Ok I got further, but here’s what I don’t understand. Without the commented lines to get the memory out of the loop it takes 300 ticks. With the line running so I can get the sum out… it takes 5000000 ticks…

I’m assuming 0+1 is much faster than 1000000+1, this can be the only reason, but why, more bits to add up?

Or is some crazy safety check based on the size? I thought 0+1 is no different from 1000000+1 in speed (well actually these output -1 so it would be -1000000±1)

When you use line 26 instead of line 27, each iteration of your loop completely replaces the value of tally without using anything from the previous iteration. This means only the last iteration does any actual work and the rest is useless.

The massive difference in timings suggests the burst compiler noticed this too and optimized things so the loop doesn’t exist anymore: it only needs to do the last iteration to obtain the same result (with idx = 0). The actual work is done only n times for an input array of size of n.

With line 27 instead of 26, the amount of work for n items is n², an exponential increase as your items list grows in size.

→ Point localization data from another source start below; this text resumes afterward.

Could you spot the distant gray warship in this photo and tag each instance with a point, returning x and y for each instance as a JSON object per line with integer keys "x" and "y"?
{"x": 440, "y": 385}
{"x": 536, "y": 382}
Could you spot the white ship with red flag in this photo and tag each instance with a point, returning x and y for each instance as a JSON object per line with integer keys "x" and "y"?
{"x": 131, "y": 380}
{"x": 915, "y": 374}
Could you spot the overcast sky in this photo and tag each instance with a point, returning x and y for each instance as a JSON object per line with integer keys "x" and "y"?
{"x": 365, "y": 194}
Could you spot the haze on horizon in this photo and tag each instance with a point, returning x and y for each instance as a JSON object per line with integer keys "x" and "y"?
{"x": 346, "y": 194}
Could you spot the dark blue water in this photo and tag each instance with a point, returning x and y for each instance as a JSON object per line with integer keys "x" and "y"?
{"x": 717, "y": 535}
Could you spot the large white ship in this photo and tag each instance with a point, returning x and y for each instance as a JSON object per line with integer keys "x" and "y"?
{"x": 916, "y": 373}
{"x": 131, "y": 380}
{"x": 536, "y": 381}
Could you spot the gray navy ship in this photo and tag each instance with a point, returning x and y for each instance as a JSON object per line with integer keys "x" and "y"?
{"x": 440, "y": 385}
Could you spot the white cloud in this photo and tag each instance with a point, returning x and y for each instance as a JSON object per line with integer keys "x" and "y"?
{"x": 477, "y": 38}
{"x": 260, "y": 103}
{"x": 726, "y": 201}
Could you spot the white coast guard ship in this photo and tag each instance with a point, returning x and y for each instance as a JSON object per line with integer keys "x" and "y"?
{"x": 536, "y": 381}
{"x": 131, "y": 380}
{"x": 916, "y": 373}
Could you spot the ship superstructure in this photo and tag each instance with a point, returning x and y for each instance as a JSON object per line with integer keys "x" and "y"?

Ok that makes sense. Well no idea how intrinsics here can make things faster, seems pretty slow unless I’m missing something (safety checks off). I’m also realising now how inputs/outputs are backwards. Intrinsics is one thing, thinking backwards is another! But at least I made a load of consts backwards for shuffling (after realising they need a backwards control). Maybe I can use that part for re-arranging.